Measurement of Lateral and Wake Flows Associated with Stream-scale Willow Patches

Shrubs and bushes often grow forming distinct patches on channel bars, river banks and floodplains. While understanding on the influence of such flexible woody vegetation on plant-scale drag and patch-scale flow resistance is rapidly advancing, reliable description of the mixing and transport processes requires additionally quantifying the modifications in the turbulent flow structure. Caused by the challenges in flow measurements with such flexible, dynamically waving vegetation, riparian shrubs and bushes are typically simulated as rigid cylinders in a uniform distribution. However, this representation misses the flexibility-induced reconfiguration and streamlining that control the response to flow.

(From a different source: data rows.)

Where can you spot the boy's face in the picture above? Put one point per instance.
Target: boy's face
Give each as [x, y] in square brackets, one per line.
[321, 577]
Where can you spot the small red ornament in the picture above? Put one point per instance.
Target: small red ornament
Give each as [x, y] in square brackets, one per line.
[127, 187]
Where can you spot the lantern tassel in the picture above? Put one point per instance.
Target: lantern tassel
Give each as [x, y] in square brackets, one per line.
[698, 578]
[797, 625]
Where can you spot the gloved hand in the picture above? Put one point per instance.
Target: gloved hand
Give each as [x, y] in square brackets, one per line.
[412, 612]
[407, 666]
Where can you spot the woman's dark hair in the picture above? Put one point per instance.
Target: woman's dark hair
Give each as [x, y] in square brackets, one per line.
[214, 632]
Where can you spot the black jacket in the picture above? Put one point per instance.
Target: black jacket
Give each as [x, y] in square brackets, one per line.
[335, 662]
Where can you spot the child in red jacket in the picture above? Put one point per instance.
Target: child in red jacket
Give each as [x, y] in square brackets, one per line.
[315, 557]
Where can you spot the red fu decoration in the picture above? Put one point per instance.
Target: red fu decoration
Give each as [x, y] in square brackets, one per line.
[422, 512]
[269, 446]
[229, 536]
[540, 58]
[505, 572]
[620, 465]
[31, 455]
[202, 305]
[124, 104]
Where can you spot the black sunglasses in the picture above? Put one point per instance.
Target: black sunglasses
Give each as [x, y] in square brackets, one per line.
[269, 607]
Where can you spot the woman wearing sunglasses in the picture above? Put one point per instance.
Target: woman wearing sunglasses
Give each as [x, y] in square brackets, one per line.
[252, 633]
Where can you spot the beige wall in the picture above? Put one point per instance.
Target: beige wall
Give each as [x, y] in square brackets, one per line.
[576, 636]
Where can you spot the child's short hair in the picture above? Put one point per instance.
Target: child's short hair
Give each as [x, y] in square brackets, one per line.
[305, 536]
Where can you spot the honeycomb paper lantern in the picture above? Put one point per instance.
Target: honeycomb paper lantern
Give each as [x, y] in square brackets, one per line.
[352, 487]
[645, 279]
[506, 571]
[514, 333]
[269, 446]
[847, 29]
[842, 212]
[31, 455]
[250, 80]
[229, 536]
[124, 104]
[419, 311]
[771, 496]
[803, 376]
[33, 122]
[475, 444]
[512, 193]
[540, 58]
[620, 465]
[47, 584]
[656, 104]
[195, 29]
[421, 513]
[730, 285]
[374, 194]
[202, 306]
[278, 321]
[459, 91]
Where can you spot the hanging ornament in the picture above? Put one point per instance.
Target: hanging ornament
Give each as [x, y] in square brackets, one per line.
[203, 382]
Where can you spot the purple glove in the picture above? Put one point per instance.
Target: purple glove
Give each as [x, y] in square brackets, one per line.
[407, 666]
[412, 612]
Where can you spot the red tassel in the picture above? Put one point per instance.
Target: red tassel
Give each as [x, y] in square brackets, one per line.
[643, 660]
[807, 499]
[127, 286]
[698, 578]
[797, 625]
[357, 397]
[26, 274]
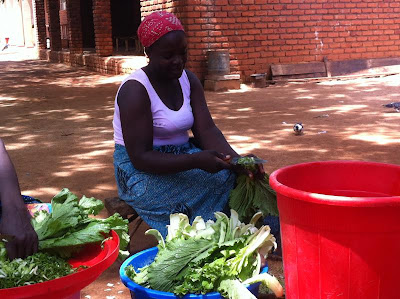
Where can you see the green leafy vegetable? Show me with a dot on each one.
(68, 227)
(61, 233)
(206, 256)
(252, 195)
(36, 268)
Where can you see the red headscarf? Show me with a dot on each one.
(157, 24)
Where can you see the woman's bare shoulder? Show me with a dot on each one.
(132, 93)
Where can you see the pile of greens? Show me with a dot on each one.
(36, 268)
(62, 234)
(252, 194)
(221, 256)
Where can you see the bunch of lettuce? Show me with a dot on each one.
(252, 194)
(62, 233)
(221, 256)
(68, 227)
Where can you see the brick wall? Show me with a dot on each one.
(53, 8)
(102, 27)
(39, 23)
(74, 26)
(259, 33)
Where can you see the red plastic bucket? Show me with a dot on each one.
(340, 226)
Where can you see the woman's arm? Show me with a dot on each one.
(137, 130)
(204, 129)
(15, 217)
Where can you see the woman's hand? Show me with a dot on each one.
(212, 161)
(17, 223)
(256, 172)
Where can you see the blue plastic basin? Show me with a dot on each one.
(146, 257)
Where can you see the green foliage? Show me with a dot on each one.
(201, 257)
(252, 195)
(36, 268)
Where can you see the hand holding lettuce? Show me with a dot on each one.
(209, 256)
(61, 234)
(252, 194)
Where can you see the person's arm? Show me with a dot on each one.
(137, 130)
(204, 129)
(15, 218)
(206, 132)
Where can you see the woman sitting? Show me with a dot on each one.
(158, 169)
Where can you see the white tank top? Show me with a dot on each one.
(169, 126)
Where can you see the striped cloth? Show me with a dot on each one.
(154, 197)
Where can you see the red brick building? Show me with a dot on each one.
(257, 33)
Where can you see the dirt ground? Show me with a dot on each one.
(56, 122)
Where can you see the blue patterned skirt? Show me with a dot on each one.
(155, 196)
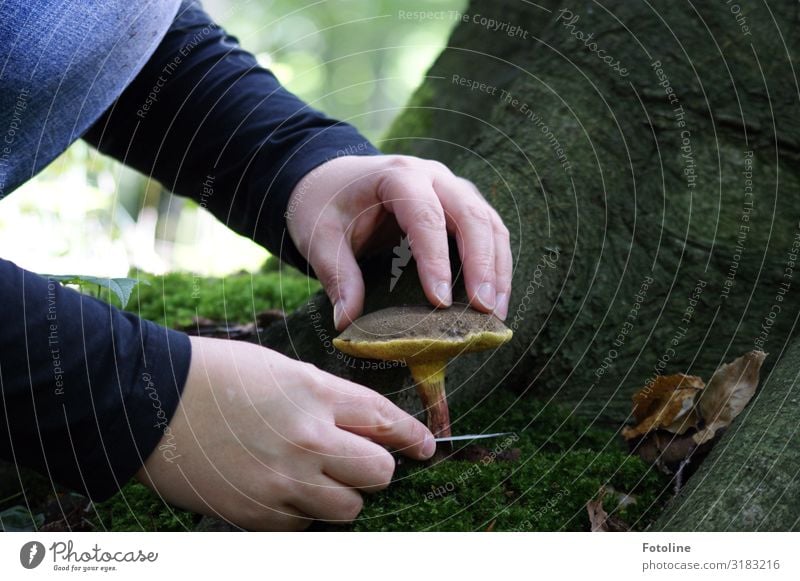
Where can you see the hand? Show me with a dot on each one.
(337, 210)
(270, 443)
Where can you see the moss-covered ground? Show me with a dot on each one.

The aim of this paper is to investigate the relationships between physically-based willow patch properties and the lateral and wake flow characteristics at natural scale. We conducted experiments in a fully controllable outdoor channel with a bottom width of 3 m, water depths of 0.8 – 1.0 m and wetted surface widths of 5.7 – 6.2 m. The banks grew low grasses while the sandy bottom grew two 4 m long and 1.5 m wide willow patches planted three years earlier. The willows were maintained by coppicing, which resulted in rigid, unfoliated main stems below the experimentally obtainable water depths. To simulate young willow saplings with submerged foliage, flexible willow branches were attached to the rigid main stems of one patch just before the start of the experiments while the other patch was kept unfoliated for comparison.

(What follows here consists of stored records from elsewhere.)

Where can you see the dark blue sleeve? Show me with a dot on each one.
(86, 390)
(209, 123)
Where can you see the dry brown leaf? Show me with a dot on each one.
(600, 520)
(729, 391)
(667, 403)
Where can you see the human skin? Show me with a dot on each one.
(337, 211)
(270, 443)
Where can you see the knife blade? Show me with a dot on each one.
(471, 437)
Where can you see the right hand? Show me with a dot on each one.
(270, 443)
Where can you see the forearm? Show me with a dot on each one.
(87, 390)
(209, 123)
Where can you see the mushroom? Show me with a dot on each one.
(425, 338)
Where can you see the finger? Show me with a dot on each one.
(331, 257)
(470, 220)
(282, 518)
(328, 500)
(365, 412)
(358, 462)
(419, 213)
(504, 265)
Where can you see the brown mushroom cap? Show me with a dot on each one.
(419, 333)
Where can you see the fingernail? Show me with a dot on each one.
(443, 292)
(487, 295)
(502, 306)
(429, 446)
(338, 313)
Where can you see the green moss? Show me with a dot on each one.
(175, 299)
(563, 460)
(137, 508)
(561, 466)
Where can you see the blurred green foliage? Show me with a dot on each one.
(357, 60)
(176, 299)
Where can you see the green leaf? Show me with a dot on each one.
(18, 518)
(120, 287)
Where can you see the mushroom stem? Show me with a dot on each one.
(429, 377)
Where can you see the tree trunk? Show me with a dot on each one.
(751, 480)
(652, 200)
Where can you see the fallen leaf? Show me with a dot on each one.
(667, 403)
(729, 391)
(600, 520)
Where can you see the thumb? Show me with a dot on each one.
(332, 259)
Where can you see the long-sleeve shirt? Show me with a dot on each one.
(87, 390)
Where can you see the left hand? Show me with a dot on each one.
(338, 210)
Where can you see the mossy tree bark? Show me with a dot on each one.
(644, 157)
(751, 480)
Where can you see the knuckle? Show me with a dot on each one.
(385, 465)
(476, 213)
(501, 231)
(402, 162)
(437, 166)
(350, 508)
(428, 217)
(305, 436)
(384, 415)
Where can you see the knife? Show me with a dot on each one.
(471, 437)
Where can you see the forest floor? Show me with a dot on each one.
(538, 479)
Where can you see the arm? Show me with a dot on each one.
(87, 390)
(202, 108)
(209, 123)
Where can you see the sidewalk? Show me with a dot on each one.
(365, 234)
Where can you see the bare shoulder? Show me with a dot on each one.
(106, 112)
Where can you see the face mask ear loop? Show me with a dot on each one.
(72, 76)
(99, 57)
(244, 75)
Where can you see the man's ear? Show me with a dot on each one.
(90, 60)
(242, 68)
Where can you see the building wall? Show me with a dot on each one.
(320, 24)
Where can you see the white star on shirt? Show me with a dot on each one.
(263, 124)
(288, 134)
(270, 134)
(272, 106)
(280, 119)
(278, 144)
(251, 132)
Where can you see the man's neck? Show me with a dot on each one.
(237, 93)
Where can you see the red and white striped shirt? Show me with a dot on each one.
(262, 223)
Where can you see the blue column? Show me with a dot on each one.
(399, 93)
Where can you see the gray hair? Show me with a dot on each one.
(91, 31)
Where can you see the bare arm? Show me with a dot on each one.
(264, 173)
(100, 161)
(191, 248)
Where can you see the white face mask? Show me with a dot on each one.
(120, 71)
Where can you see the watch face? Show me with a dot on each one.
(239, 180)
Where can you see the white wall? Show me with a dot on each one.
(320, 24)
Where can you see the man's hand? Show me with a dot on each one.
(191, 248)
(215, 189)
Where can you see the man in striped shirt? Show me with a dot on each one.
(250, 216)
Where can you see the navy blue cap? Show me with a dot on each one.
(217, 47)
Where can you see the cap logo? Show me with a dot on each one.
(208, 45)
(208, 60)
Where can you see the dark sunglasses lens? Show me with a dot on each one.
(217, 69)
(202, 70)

The differences in turbulent flow field between the foliated and unfoliated patches were determined under two hydraulic boundary conditions with the flow rates of 1 m³/s and 3 m³/s. The vertical flow distributions were measured within the patches and in the regions extending upstream, downstream and laterally from the patches using Acoustic Doppler Velocimetry. The reach-scale surface flow distributions were recorded with Large-Scale Particle Image Velocimetry. The vertical distributions of the foliage and woody stems were determined using a combination of manual surveys and sophisticated techniques, including hemispherical digital photography, while the streamlining and reconfiguration were recorded with underwater photography. The paper reports the differences observed between the flexible foliated and rigid unfoliated patches, considering the effects of reconfiguration. We analyze the dependency of the lateral shear layer and wake flow structure on the physically-based vegetation properties at the patch scale. In the future, the natural-scale data is expected to aid in developing the numerical modeling of shrub-vegetated flows.